Sumpah, gila bener dah, apalagi gabung sama dude Wira ini. Matanya tidak mau
terpejam sempurna dari awal masuk sampai selesai MCU. Ovel all, selesailah
semua rangkaian seleksi. Dan, finally kita berdua (Al dan Wira) keterima di
Perusahaan Sampoerna Tbk. Kejadian gila itu mulai terbaca sejak kami menyiapkan
dokumen sebelum keberangkatan ke Surabaya. Semua dipersiapkan sampai-sampai
rela nulis dan menandatangani surat pernyataan keluar dari tempat kerja
yang lama. Pamitlah kami kepada semua pegawai kantor, mereka juga tampak sedih
melepas kepergian dua orang GAK JELAS dari kantor itu. Singkat cerita, kami
berlalu, keluar dari kantor DPPM. Wira tidak lupa motret gambar tulisan “DPPM”

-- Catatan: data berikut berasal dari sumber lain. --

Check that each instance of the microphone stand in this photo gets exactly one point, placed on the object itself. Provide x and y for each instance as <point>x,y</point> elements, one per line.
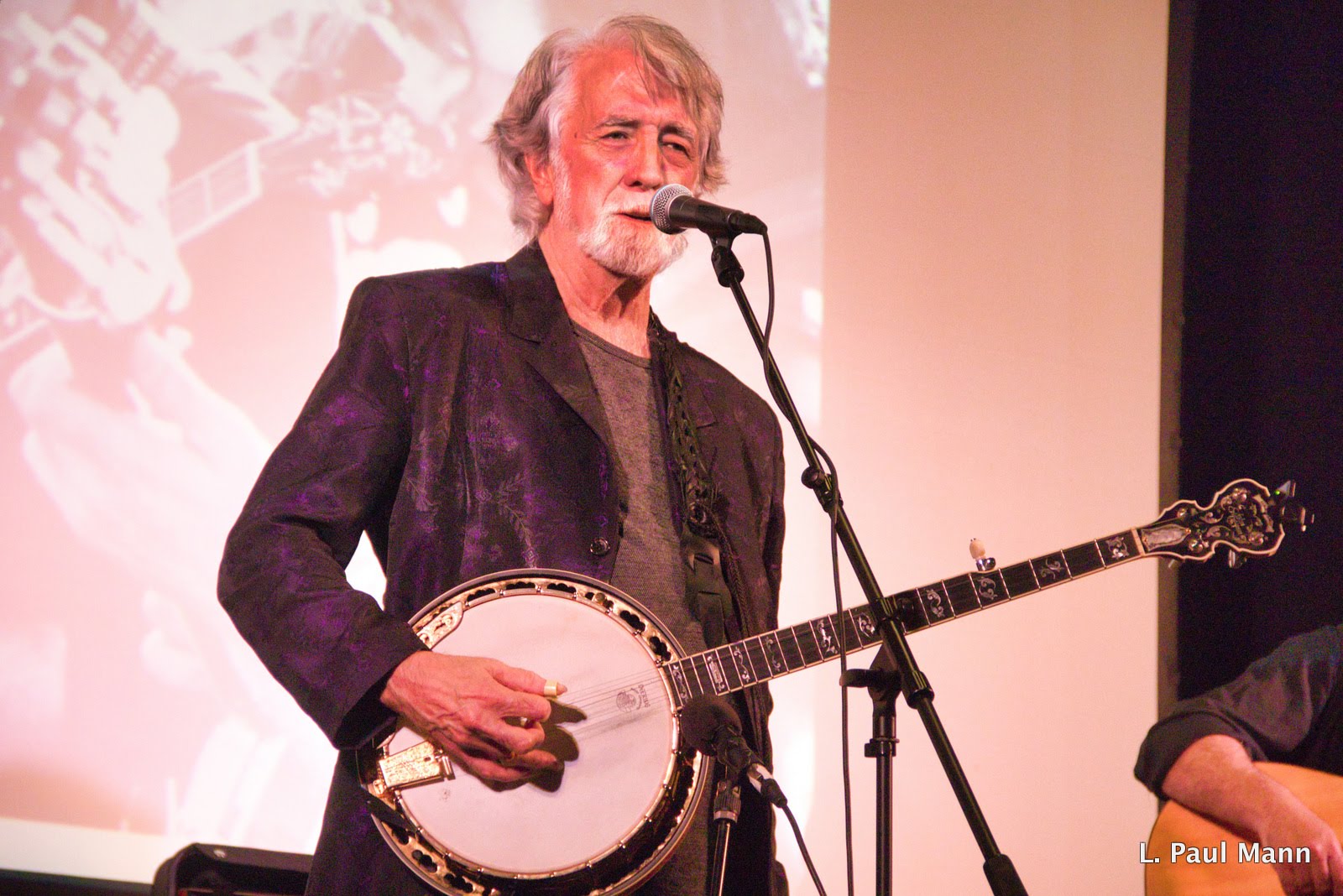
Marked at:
<point>998,868</point>
<point>727,808</point>
<point>883,687</point>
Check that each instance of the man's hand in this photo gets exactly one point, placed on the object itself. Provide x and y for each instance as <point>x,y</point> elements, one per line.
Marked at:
<point>1215,777</point>
<point>462,703</point>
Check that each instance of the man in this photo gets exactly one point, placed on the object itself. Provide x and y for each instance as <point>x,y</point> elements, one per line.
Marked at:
<point>1286,707</point>
<point>516,416</point>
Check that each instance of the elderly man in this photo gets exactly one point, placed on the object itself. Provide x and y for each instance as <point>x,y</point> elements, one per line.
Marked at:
<point>530,414</point>
<point>1286,707</point>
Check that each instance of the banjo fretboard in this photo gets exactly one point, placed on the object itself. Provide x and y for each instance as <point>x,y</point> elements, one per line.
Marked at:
<point>740,664</point>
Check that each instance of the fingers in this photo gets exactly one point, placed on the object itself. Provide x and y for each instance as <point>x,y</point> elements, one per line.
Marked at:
<point>465,706</point>
<point>512,772</point>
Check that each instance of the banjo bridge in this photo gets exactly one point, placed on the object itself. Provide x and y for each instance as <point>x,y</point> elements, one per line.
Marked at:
<point>422,763</point>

dan menjadikan DP di BBM nya sambil buat PM “See you next time DPPM, terima
kasih untuk pengalaman yang begitu berarti”
DPPM,
tinggal kenangan. Berlalu ke Surabaya, masuk hotel dan menikmati fasilitas
layaknya orang kaya untuk beberapa hari. Wira tidak merasakan itu semua, karena
ia ditempatkan di kampung halamannya dan cuma sendirian, jadi ia gak kebagian hotel. Aku masih
sempat chat sama dia sebelum masuk kerja. Dengan perasaan tidak karuan, dan
serba tidak enak aku bercerita kepadanya..
Aku :
“Ciee yang
kerja dari rumah sendiri
Ciee yang
biasa suka telat, besok udah gak bisa
Cieee yang
gak dapat hotel”
Wira Utama
:
Cieee yang
kosnya mahal
Cieee yang
harus adaptasi lagi
Ciee yang
betahan di Malang”
Pengalaman
paling looser itu terjadi, di hari pertama bekerja, setelah melakukan
koordinasi, kami diberi tahu bahwa masa training akan terjadi selama tiga
bulan. Dan kerjaan kami adalah sebagai sales. Oh God, rasanya mau pingsan
ketika melihat gambar yang ada di kantor itu, contoh menjadi salesnya seperti
apa.
Aku BBM
Wira, aku bilang aku gak sanggup. Besok resign. Dia malah tertawa. “Aku coba
dulu Al, keren kalo kata aku, aku coba dulu 3 bulan..”
Oke, aku
keluar duluan. Malam harinya aku pulang ke hotel, aku telpon HRD nya, aku
katakana bahwa aku keluar. Kemudian menyiapkan semua barang dan kembali ke
Malang. Aku sudah merasa seperti dikejar setan ketika Managernya berkata akan
menemuiku ke hotel itu. Aku kabur, malas aku bertemu dia. Berlalu. Jam 12 malam
aku sampe di Malang. Untung pintu kos masih belum dikunci. Saved. Sampoerna
what the fuck…!!!
Hari
berlalu, aku lupa, tapi setelah beberapa hari di sana, Wira juga memutuskan
untuk keluar dari kantor itu. Aku tidak mengira bahwa ia juga akan out sama
seperti aku. Dan again, gilaaaak
Ini semua
adalah pengalaman, pengalaman yang mengajarkan bahwa segala sesuatu harus ada
pemanasan. Kami berlalu dari perusahaan itu, membawa diri dengan zonk. Kami
menyebut proses
itu adalah pemanasan, mulai dari ikut tes sampe masuk
kerja hingga keluar dan itu semua adalah pengalaman. Pengalaman serta
pemanasan. Ah, sudahlah, penting sudah masuk ke MOG selama dua jam, keliling
gak jelas dan duduk di samping destro tanpa bisa mengunyah apapun karena masih
harus puasa dua jam. Berdebu, letih, lelah, macet ke Surabaya dan hasilnya
adalah zonk, ini adalah pemanasan. Pemanasan dan berpanas-panas sampe bisa out
dari Sampoerna.
Merasakan banget
bagaimana seharian jadi sales kayak orang mau bunuh diri karena kecapean.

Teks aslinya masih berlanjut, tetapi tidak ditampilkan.